To manage your environment, you must be aware of the vCenter Single Sign-On password policy, of vCenter Server passwords, and of lockout behavior.

vCenter Single Sign-On Administrator Password

The password for administrator@vsphere.local must meet the following requirements:
  • At least 8 characters
  • At least one lowercase character
  • At least one numeric character
  • At least one special character

The password for administrator@vsphere.local cannot be more than 20 characters long. Only visible ASCII characters are allowed. That means, for example, that you cannot use the space character.

vCenter Server Passwords

In vCenter Server, password requirements are dictated by vCenter Single Sign-On or by the configured identity source, which can be Active Directory, OpenLDAP, or the local operating system for the vCenter Single Sign-On server (not recommended).

Lockout Behavior

Users are locked out after a preset number of consecutive failed attempts. By default, users are locked out after five consecutive failed attempt in three minutes and a locked account is unlocked automatically after five minutes. You can change these defaults using the lockout policy. See Edit the vCenter Single Sign-On Lockout Policy.

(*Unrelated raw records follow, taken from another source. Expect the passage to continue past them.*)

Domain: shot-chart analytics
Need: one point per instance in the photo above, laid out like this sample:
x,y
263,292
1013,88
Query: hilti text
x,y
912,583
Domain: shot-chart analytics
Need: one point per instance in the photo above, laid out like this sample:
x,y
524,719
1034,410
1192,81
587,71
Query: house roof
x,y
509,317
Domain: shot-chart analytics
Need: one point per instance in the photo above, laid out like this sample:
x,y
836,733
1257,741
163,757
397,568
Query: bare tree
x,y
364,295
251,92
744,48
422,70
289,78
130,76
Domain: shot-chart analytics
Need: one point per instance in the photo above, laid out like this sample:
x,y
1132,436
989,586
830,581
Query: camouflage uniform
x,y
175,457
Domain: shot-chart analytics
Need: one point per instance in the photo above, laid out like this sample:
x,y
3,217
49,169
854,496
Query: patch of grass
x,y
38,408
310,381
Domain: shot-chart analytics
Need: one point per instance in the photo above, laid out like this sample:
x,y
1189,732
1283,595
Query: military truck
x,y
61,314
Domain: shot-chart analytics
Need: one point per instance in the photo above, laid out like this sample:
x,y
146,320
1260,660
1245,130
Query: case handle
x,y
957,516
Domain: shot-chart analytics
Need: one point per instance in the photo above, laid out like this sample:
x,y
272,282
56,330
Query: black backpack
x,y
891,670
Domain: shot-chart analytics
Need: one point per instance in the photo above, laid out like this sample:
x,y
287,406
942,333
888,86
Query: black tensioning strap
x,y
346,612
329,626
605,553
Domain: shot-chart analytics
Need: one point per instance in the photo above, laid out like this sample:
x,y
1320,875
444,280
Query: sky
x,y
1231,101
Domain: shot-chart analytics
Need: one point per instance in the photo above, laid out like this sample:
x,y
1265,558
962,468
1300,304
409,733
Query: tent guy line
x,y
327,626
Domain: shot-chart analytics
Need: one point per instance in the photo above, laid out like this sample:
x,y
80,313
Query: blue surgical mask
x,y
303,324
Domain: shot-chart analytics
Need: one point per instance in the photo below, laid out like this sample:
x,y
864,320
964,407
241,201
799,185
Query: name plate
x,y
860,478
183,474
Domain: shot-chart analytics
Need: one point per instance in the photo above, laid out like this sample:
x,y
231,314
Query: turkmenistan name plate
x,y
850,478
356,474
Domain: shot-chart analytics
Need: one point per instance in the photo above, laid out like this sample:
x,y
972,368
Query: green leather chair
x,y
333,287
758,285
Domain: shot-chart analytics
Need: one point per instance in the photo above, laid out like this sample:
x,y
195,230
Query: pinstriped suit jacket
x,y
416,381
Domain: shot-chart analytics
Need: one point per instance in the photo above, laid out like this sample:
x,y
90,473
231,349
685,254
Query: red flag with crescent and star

Starting with vSphere 6.0, the system domain administrator, administrator@vsphere.local by default, is not affected by the lockout policy.

Any user can change their password by using the dir-cli password change command. If a user forgets the password, the administrator can reset the password by using the dir-cli password reset command.

See ESXi Passwords and Account Lockout for a discussion of passwords of ESXi local users.